I fatti: la contestazione del canone demaniale marittimo
La vicenda trae origine dal ricorso di un cittadino, proprietario di un immobile situato sulla costa, titolare di una concessione demaniale marittima per una piccola area di circa 6 metri quadrati. Tale area era destinata alla realizzazione di una scaletta per l’accesso diretto allo specchio acqueo. Nel 2021, il canone annuo, precedentemente fissato in circa 322 euro, veniva aumentato dal Comune a 2.500 euro, in ottemperanza alle nuove disposizioni legislative.
Il concessionario agiva in giudizio sostenendo che l’aumento fosse illegittimo e che dovesse essere applicata la tariffa ridotta di 500 euro, prevista per le attività sportive e ricreative senza scopo di lucro. Inoltre, venivano sollevate eccezioni di incostituzionalità riguardo alla normativa nazionale, ipotizzando una violazione delle competenze regionali e dei principi di uguaglianza e ragionevolezza.

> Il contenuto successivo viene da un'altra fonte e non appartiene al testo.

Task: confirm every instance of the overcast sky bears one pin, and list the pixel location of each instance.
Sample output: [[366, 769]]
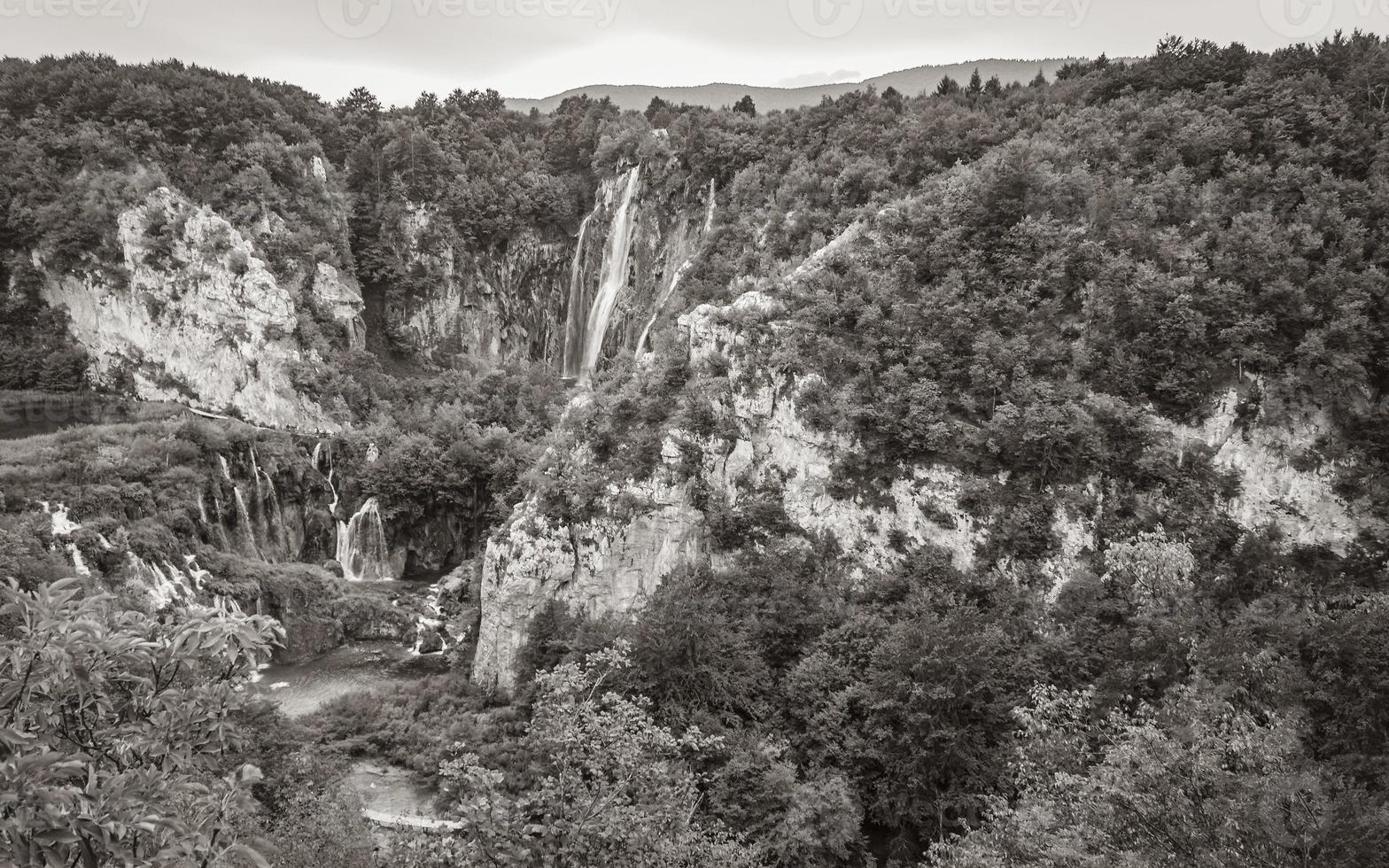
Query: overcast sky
[[537, 48]]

Il canone demaniale marittimo e le finalità ricreative
Uno dei punti centrali del contendere riguardava la natura della concessione. Il ricorrente sosteneva che la scaletta avesse una finalità ricreativa e che, pertanto, dovesse beneficiare dello sconto previsto per le attività sociali e di interesse pubblico. La Corte ha però chiarito che la dicitura “soglia minima” indicata dalla legge impedisce ai Comuni di applicare importi inferiori, ma non vieta di quantificare il canone in misura superiore a seconda della tipologia di utilizzo.
In particolare, è stato osservato che la concessione in esame garantisce un’attività ricreativa puramente privata, ovvero la balneazione riservata al proprietario dell’immobile, determinando un oggettivo incremento del valore patrimoniale del fabbricato stesso. Tale situazione è radicalmente diversa da quella di un’associazione sportiva o di una onlus che gestisce un’area per finalità sociali aperte alla collettività.
Le motivazioni
Le motivazioni della Corte d’Appello si fondano sulla piena legittimità dell’art. 100 del DL 104/2020. I giudici hanno rilevato che l’imposizione di un importo minimo di 2.500 euro non è irragionevole, in quanto finalizzata a compensare l’onere di gestione del rapporto concessorio e a modulare l’accesso ai beni pubblici secondo il grado di interesse coinvolto.
Inoltre, la Corte ha respinto le eccezioni sulla competenza legislativa, ricordando che la titolarità del bene demaniale rimane dello Stato, il quale conserva la potestà esclusiva di determinare i canoni, indipendentemente dalle funzioni amministrative delegate alle Regioni. Infine, la disparità di trattamento rispetto agli stabilimenti balneari è stata ritenuta inesistente, poiché questi ultimi sono soggetti a una disciplina specifica e non comparabile a quella delle concessioni ad uso esclusivo di privati.
Le conclusioni
Le conclusioni della sentenza confermano il rigetto integrale dell’appello. La Corte ha stabilito che il canone annuo di 2.500 euro richiesto dal Comune è adeguato alla situazione concreta, caratterizzata dall’utilizzo di un tratto di costa di pregio che accresce il valore dell’immobile privato collegato. Il ricorrente è stato condannato al pagamento delle spese di lite in favore delle amministrazioni costituite, calcolate secondo i parametri medi di legge per il valore della causa.
Qual è l’importo minimo previsto per il canone demaniale marittimo dal 2021?
L’importo annuo del canone dovuto per l’utilizzazione di aree e pertinenze demaniali marittime non può essere inferiore a 2.500 euro, secondo quanto stabilito dal DL 104/2020.
Quando è possibile applicare la tariffa ridotta di 500 euro?
La soglia minima ridotta si applica esclusivamente per attività sportive, ricreative e legate alle tradizioni locali, svolte senza scopo di lucro e per finalità di interesse pubblico deliberate dagli enti locali.
Una scala privata di accesso al mare può beneficiare di sconti sul canone?
No, se la concessione è destinata all’uso esclusivo di un privato e incrementa il valore del suo immobile, non rientra nelle finalità di interesse pubblico che giustificano la riduzione del canone.